È stata una delle prime cose che ho imparato dopo la nascita del mio primogenito: le persone tendono ad attribuire la responsabilità dei comportamenti di un bambino ai genitori (in primis alla madre, chissà poi perché). Nel bene e nel male, ma direi soprattutto nel male.
Se un neonato piange quando viene messo nella carrozzina, è stato senza dubbio viziato dalle materne braccia. Se si sveglia troppo di notte, evidentemente non è stato “bene educato”. E se, una volta cresciuto, non mangia tutto quello che gli viene proposto, se parla a voce alta, se piange “troppo”, la responsabilità non può che essere, ancora una volta, della sua inadeguatissima genitrice.
All’inizio, ci ho creduto davvero. Devo dire che io stessa, prima di avere figli, avevo fatto spesso commenti e considerazioni di questo tenore. Ci sono stata anche male, attribuendomi la colpa di ogni cosa che sembrava “non andare” in mio figlio: la sua timidezza, la facilità alle lacrime, la vivacità incontenibile. Poi, però, è nata sua sorella, ed è stato come avere una illuminazione.
I miei figli hanno sicuramente molte cose in comune, ma su tante altre sono assai diversi, come il giorno e la notte. Lei mangia qualsiasi cosa, lui è molto selettivo. Lei tende a essere testarda, lui è molto accomodante. Lei si arrampica e salta dappertutto, lui non lo aveva mai fatto. Lui parla fortissimo, lei ha una vocina sottile.
La verità, piuttosto banale, in effetti, è che ogni bambino è un individuo unico, con caratteristiche innate che sono presenti fin dalla nascita. I genitori hanno il ruolo fondamentale di dare loro regole, limiti e soprattutto l’esempio migliore possibile, ma non tutto quello che un figlio dice o fa (non dice o non fa) dipende dal modo in cui viene educato. Se un bambino piccolo corre e disturba al ristorante è una cosa, ma se scoppia a piangere quando è frustrato o spaventato è un’altra.
Se si alimenta solo di dolci o snack è un conto, ma se mostra determinate preferenze alimentari a tavola, ne è un altro. Se picchia sistematicamente i compagni di scuola è un conto, se si rifiuta di salutare persone sconosciute, un altro.

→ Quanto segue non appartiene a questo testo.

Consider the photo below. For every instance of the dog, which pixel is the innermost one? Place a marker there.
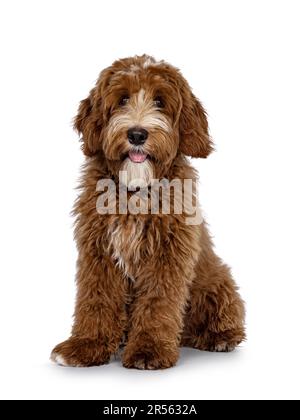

Il paradosso a cui mi sembra di assistere è che, da una parte, i genitori della mia generazione facciano sempre più fatica a trovare un modello educativo da applicare, che siano fiaccati da un ruolo che, forse, viene affrontato con una consapevolezza nuova, mai avuta dalle migliaia di generazioni che ci hanno preceduti. E, dall’altra, che la gente confonda sempre più spesso la vivacità infantile con la maleducazione, mal tollerandola e attribuendone la colpa alla “incapacità” dei genitori.
In realtà, almeno secondo me, la sfida educativa consiste proprio nel riuscire a trovare la chiave giusta per ogni figlio. Il codice specifico all’interno di una lingua familiare comune. Ben sapendo, però, che per quanto il nostro ruolo sia strategico, nel bene e nel male, sarà anche la personalità dei bambini ad avere un certo peso.